Although Coastal Roots is proud of its Jewish roots and actively shares its Jewish wisdom and belief in self sufficiency, the farm is open to everybody, regardless of their faith. The goal is to serve the local community and to build togetherness and self reliance. Encinitas is home to a diverse population and Coastal Roots works hard to be inclusive and welcoming.

“Our intention is to be a community farm for everybody in Encinitas. We want to engage all types of people,” says Desai. “We do want people to come leave here with some type of awareness of the influence of Jewish heritage on agriculture but we definitely welcome everyone here.” Coastal Roots’ outreach efforts attract not only Jewish organizations and supporters but the self sufficiency population. “We work with vulnerable populations in the area: veterans, immigrants, refugees, at risk youth [and] single parents and that has nothing to do with religious affiliation, “says Desai.

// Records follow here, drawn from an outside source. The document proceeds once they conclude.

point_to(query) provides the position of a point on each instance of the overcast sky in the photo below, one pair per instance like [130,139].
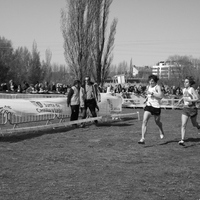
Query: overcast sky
[148,31]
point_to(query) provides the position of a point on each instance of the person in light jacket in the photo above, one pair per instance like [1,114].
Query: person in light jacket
[73,100]
[89,98]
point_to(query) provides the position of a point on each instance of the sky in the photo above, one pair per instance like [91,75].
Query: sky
[148,31]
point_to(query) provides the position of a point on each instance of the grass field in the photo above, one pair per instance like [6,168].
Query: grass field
[103,163]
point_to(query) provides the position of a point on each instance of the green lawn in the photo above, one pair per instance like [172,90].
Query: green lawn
[102,163]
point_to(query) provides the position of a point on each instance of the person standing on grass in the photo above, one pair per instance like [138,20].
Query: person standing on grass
[154,96]
[89,98]
[73,100]
[189,99]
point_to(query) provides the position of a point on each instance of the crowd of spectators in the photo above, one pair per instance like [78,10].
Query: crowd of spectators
[38,88]
[124,89]
[139,89]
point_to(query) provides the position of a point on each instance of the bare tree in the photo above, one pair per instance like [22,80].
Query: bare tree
[83,26]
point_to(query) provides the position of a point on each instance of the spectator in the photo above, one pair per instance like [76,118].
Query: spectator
[73,100]
[89,97]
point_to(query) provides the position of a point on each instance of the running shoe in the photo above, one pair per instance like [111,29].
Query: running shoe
[141,141]
[181,143]
[161,136]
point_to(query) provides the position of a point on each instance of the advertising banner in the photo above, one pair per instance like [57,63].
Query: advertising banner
[58,106]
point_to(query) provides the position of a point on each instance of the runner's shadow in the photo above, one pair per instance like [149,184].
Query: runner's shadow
[32,134]
[169,141]
[194,140]
[113,124]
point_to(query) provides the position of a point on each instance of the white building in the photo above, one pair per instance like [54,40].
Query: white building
[166,70]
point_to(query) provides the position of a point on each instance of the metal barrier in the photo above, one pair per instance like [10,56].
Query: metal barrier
[140,103]
[28,96]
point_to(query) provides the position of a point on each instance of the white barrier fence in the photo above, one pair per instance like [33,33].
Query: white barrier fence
[16,109]
[136,101]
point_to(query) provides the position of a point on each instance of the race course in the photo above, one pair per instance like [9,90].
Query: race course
[103,162]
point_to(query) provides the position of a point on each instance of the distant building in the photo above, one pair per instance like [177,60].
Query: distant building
[166,70]
[133,70]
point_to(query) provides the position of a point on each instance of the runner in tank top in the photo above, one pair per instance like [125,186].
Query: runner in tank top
[154,96]
[189,99]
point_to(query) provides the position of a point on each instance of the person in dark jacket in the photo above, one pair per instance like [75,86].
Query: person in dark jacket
[73,100]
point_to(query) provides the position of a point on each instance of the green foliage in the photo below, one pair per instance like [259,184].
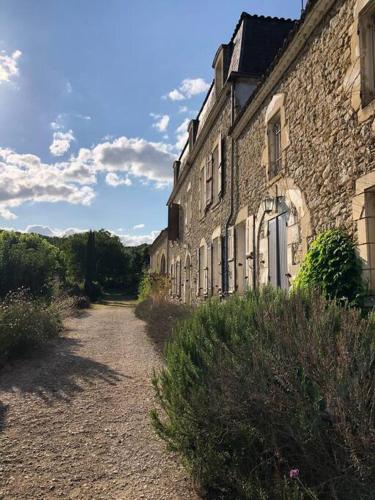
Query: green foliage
[29,261]
[257,386]
[111,265]
[27,322]
[155,286]
[332,265]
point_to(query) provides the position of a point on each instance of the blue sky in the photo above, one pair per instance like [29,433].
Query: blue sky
[94,97]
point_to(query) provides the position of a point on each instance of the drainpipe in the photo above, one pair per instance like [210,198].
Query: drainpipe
[225,253]
[255,257]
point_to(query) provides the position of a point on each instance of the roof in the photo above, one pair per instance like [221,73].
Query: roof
[262,39]
[278,55]
[163,234]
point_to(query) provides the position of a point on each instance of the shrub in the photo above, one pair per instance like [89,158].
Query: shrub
[155,286]
[26,322]
[256,387]
[332,265]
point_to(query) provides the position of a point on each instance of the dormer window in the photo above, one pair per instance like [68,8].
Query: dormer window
[176,171]
[367,48]
[219,74]
[220,65]
[192,129]
[274,146]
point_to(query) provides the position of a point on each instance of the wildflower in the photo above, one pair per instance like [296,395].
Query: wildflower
[294,473]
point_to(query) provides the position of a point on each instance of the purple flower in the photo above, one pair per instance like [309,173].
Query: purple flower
[294,473]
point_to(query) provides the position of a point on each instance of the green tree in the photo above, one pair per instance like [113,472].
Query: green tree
[29,261]
[332,265]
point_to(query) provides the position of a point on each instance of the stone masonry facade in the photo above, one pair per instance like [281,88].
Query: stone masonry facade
[297,144]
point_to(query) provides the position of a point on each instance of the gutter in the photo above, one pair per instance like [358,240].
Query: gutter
[224,264]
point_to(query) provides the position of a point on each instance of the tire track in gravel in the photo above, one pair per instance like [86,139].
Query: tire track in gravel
[74,417]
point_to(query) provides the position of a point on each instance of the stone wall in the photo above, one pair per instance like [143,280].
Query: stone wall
[328,145]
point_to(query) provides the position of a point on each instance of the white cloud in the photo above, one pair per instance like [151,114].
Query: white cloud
[182,134]
[26,178]
[188,88]
[61,142]
[9,65]
[126,239]
[175,95]
[132,241]
[161,123]
[112,179]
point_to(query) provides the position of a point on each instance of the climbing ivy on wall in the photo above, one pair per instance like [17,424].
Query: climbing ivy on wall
[332,265]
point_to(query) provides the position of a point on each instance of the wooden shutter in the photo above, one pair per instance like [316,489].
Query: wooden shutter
[209,180]
[220,263]
[203,188]
[200,194]
[197,253]
[209,269]
[249,235]
[173,222]
[231,261]
[272,253]
[220,169]
[231,243]
[283,249]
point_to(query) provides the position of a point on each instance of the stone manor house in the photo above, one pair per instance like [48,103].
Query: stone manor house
[282,148]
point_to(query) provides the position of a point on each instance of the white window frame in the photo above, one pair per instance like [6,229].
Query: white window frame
[366,29]
[275,146]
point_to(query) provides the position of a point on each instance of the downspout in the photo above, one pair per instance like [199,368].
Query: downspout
[225,259]
[255,257]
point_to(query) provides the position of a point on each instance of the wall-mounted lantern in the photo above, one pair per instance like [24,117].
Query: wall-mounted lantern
[269,204]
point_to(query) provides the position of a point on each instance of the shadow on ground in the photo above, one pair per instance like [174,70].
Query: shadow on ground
[118,299]
[55,372]
[3,414]
[161,318]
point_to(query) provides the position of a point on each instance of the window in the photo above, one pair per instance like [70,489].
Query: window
[370,237]
[178,278]
[231,261]
[240,254]
[367,50]
[219,80]
[202,190]
[202,270]
[209,182]
[216,266]
[274,146]
[215,174]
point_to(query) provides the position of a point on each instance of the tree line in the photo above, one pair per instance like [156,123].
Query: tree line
[87,263]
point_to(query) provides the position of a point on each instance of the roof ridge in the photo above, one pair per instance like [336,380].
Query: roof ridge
[247,15]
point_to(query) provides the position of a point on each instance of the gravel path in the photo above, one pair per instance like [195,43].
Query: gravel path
[74,418]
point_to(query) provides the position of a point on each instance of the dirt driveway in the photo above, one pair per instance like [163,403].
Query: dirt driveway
[74,418]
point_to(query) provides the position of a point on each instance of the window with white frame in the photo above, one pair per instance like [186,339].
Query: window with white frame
[231,260]
[216,265]
[202,190]
[367,49]
[209,181]
[202,271]
[188,208]
[274,146]
[178,278]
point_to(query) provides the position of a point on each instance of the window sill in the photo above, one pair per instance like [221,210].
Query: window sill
[366,112]
[276,178]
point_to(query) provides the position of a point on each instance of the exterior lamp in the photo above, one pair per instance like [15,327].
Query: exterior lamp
[268,205]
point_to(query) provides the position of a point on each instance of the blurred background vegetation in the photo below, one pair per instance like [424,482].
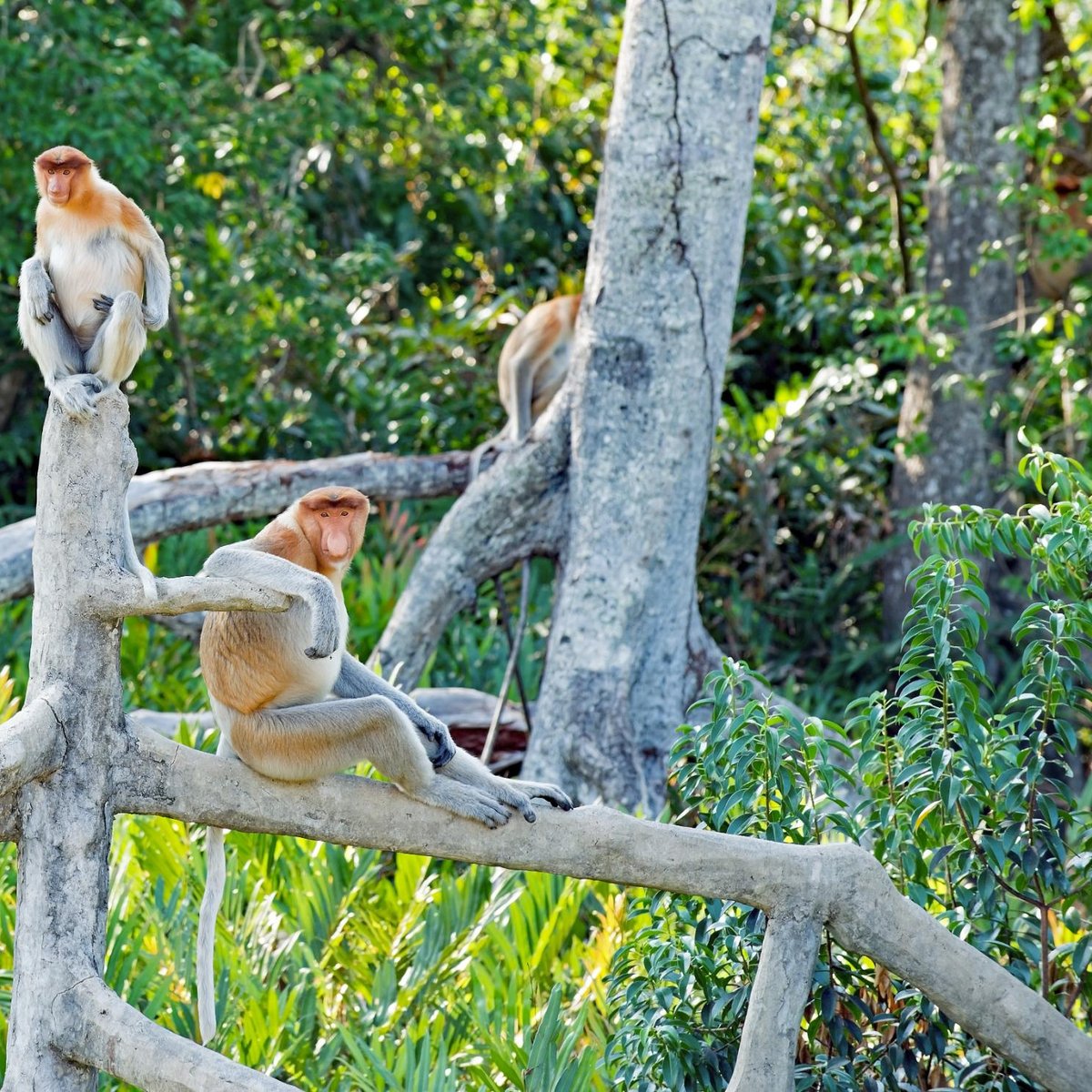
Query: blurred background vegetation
[359,200]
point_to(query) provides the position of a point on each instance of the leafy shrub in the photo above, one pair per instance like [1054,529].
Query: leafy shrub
[967,795]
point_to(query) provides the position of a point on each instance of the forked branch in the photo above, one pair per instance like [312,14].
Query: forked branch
[98,1030]
[773,1026]
[512,511]
[841,885]
[32,745]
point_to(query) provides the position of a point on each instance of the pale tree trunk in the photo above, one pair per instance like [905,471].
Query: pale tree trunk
[647,375]
[70,760]
[948,451]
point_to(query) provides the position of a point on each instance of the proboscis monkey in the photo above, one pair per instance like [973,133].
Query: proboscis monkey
[81,310]
[534,363]
[268,676]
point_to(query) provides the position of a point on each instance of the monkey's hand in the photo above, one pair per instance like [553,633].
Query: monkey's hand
[77,394]
[356,681]
[154,320]
[37,290]
[440,746]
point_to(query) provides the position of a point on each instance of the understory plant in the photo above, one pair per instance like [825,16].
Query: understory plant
[972,792]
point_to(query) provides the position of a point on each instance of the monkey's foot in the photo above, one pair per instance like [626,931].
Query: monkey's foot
[77,394]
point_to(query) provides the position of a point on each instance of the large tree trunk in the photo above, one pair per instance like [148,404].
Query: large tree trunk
[948,451]
[647,375]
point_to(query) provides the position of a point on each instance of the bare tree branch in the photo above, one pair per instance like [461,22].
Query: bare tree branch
[165,502]
[32,745]
[123,596]
[768,1046]
[512,511]
[98,1030]
[161,778]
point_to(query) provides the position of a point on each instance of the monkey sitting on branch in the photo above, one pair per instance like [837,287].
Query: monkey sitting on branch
[81,310]
[268,677]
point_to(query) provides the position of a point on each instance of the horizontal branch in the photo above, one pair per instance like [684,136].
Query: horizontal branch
[32,745]
[167,502]
[842,885]
[98,1030]
[124,598]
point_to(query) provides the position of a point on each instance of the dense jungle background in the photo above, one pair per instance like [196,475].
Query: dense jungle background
[359,200]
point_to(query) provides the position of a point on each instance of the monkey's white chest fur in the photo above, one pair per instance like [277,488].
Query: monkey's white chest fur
[88,266]
[311,680]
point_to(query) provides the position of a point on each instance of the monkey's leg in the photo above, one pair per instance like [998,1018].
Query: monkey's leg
[49,341]
[120,339]
[468,770]
[303,743]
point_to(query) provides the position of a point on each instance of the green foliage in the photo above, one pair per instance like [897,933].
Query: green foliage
[348,969]
[966,792]
[345,192]
[787,578]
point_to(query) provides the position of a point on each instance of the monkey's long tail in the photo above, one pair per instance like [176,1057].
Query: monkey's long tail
[207,932]
[512,667]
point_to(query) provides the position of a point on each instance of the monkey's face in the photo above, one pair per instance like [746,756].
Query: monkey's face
[60,174]
[56,184]
[333,521]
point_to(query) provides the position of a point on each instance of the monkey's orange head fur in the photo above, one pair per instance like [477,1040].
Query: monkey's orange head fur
[56,170]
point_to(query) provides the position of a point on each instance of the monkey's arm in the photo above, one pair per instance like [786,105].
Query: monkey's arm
[246,561]
[49,341]
[36,290]
[147,241]
[157,283]
[356,681]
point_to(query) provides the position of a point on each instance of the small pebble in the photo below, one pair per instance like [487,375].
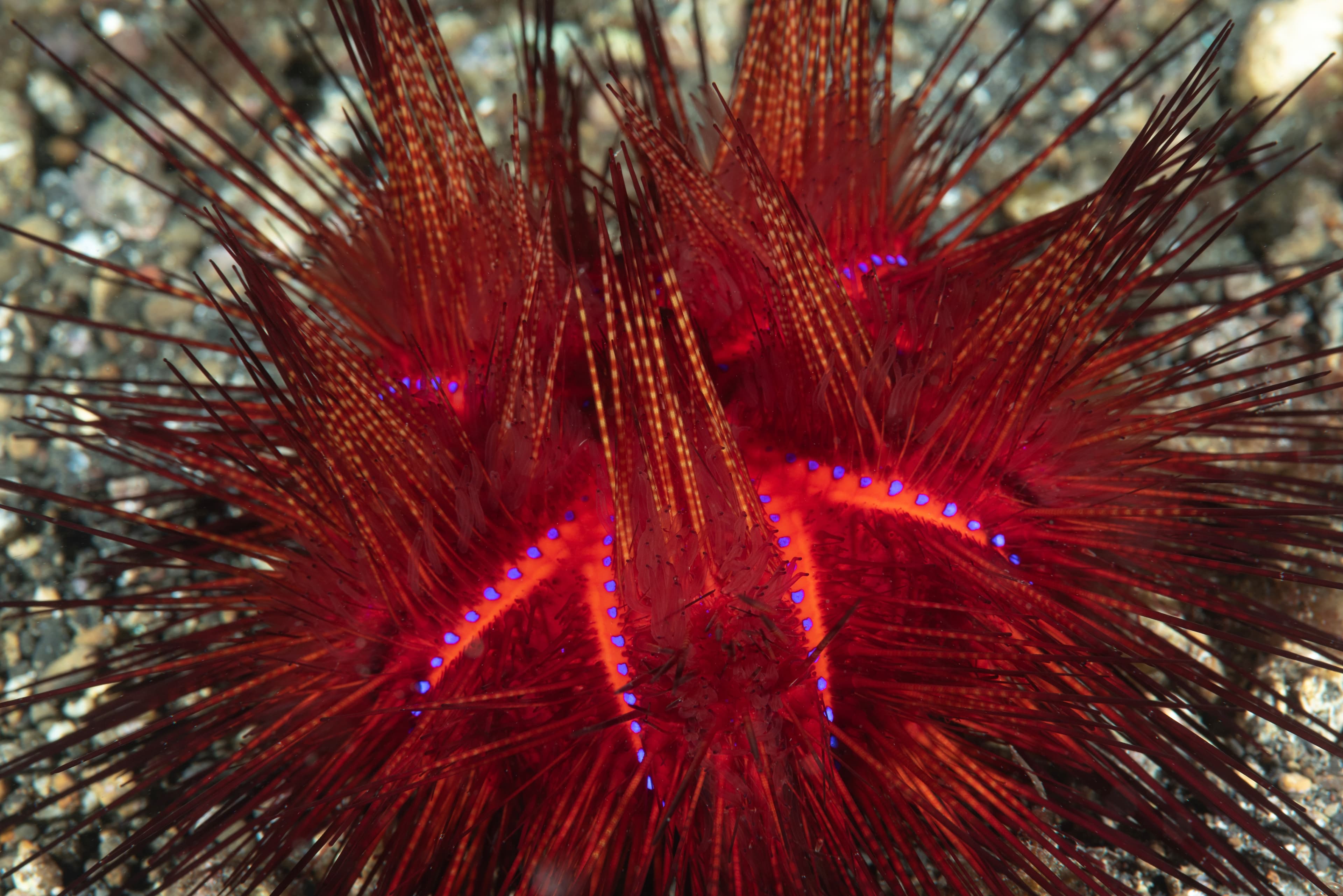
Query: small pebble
[56,101]
[40,878]
[1295,784]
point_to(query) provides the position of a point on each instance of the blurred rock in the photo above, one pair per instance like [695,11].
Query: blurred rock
[17,166]
[43,228]
[1036,198]
[11,526]
[457,29]
[62,151]
[1283,45]
[162,311]
[40,878]
[1319,222]
[56,101]
[1296,784]
[116,199]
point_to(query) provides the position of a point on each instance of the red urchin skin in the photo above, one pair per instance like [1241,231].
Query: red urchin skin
[1041,430]
[977,694]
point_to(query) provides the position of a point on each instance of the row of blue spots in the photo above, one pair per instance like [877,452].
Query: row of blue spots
[618,640]
[896,487]
[418,385]
[876,263]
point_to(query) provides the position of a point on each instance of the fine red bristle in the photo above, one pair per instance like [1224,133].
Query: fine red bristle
[692,555]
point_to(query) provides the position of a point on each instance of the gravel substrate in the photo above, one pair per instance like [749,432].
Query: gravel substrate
[53,188]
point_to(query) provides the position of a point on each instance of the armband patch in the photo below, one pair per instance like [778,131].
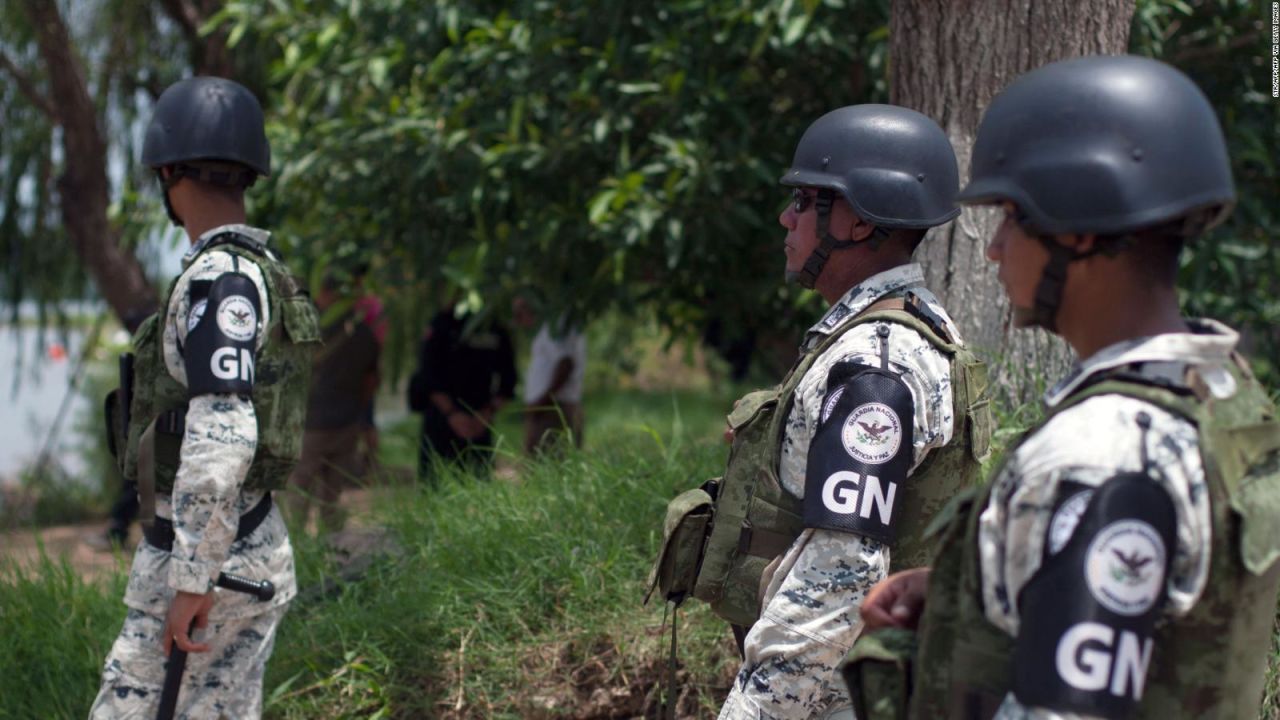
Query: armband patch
[860,454]
[1088,615]
[220,352]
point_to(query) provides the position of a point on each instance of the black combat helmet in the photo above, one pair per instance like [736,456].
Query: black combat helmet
[1104,145]
[208,118]
[894,167]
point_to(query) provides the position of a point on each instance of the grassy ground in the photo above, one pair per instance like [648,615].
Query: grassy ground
[511,597]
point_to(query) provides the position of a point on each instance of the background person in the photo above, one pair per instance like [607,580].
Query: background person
[466,372]
[343,382]
[553,382]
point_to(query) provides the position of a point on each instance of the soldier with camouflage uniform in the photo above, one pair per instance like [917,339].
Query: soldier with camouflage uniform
[213,423]
[872,402]
[1123,563]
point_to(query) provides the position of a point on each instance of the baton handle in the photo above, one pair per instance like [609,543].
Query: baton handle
[261,589]
[177,664]
[173,671]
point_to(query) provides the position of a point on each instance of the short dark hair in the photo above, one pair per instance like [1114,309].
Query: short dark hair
[909,238]
[1155,253]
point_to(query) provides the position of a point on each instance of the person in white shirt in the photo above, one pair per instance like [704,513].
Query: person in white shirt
[553,383]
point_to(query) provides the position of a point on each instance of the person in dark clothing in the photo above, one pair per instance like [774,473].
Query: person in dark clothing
[466,372]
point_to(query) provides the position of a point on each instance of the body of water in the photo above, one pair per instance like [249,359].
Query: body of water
[35,382]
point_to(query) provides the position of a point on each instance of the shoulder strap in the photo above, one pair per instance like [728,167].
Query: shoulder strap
[1178,400]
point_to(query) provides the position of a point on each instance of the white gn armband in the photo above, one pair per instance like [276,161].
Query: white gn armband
[223,326]
[860,454]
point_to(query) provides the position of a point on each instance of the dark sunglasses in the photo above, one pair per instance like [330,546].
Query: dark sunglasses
[801,199]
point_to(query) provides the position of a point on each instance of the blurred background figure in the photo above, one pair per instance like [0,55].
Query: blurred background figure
[369,308]
[339,409]
[553,383]
[466,372]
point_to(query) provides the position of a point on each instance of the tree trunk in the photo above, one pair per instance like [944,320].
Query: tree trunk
[83,190]
[947,60]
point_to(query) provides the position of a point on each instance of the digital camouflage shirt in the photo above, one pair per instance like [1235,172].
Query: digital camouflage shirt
[810,606]
[1088,445]
[216,450]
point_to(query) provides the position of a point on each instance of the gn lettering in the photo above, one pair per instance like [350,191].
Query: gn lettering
[229,364]
[1089,659]
[842,492]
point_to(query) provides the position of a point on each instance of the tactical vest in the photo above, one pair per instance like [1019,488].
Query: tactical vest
[158,408]
[720,538]
[1206,664]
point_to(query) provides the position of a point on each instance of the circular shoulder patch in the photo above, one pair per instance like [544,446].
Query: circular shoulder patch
[872,433]
[1065,520]
[196,313]
[237,318]
[1125,566]
[831,404]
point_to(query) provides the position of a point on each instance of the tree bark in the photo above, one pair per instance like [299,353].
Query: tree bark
[947,60]
[83,188]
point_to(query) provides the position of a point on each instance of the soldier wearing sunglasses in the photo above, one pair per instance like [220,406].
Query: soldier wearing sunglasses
[880,422]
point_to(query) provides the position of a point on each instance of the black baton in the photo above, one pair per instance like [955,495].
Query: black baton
[177,664]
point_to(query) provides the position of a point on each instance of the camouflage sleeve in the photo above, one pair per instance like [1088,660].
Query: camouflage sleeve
[808,627]
[810,609]
[1077,451]
[218,446]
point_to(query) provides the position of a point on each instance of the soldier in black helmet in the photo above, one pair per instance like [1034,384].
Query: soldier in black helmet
[833,474]
[213,422]
[1123,561]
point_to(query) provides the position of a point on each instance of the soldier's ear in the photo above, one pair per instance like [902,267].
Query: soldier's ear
[1082,244]
[860,229]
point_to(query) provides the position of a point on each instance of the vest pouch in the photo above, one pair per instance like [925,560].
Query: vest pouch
[301,322]
[142,400]
[684,534]
[766,533]
[1253,452]
[878,674]
[749,405]
[979,422]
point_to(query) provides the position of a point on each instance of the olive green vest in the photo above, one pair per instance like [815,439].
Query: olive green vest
[280,384]
[755,520]
[1206,664]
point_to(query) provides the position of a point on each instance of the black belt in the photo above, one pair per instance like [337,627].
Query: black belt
[160,533]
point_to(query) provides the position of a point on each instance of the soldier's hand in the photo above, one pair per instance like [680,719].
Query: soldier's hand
[186,607]
[896,601]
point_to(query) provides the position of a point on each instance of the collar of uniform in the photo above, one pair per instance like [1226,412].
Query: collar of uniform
[1210,342]
[256,235]
[863,295]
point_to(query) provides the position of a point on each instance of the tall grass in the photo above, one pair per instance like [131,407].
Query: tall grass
[510,597]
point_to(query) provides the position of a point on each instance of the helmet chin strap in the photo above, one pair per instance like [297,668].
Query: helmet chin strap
[1052,283]
[808,276]
[165,183]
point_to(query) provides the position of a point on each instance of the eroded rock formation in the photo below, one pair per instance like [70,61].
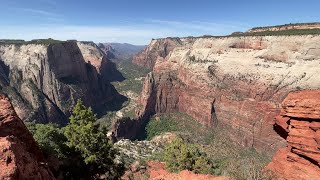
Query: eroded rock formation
[157,170]
[299,124]
[236,82]
[20,156]
[157,50]
[44,81]
[286,27]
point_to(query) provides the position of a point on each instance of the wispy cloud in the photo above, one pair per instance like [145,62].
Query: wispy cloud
[51,2]
[136,32]
[202,26]
[38,12]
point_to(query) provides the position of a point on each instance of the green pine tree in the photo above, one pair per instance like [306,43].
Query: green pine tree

Desai’s main focus right now is turning Coastal Roots’ general business plan into a strategic plan and using it to create a marketing strategy to increase the farm’s exposure, attract revenue sources and ensure as many locals as possible know about the farm and all it has to offer to the local community. Like many urban farms, Desai is highly aware of the integral role good marketing can play in the success of a sustainable startup. “Marketing can be so expensive and it can be really untargeted. So we’re trying to get the most bang for our buck and create a strategy that is targeted for the community members we are trying to reach,” says Desai.

Promoting self sufficiency and a more sustainable lifestyle remain the underlying goals of Coastal Roots as they develop plans to transition to independence. “I think knowing where your food comes from is something that every individual should be able to experience,” says Desai, who sees a lesson in farming as valuable to both those that have and those that do not. “It’s very easy for people to be disconnected from how difficult it can be for other communities to have access to good food. California is a large state and I think people find themselves more disconnected. So the opportunity here for a community farm to play a role in keeping a community fabric strong has tremendous potential here.”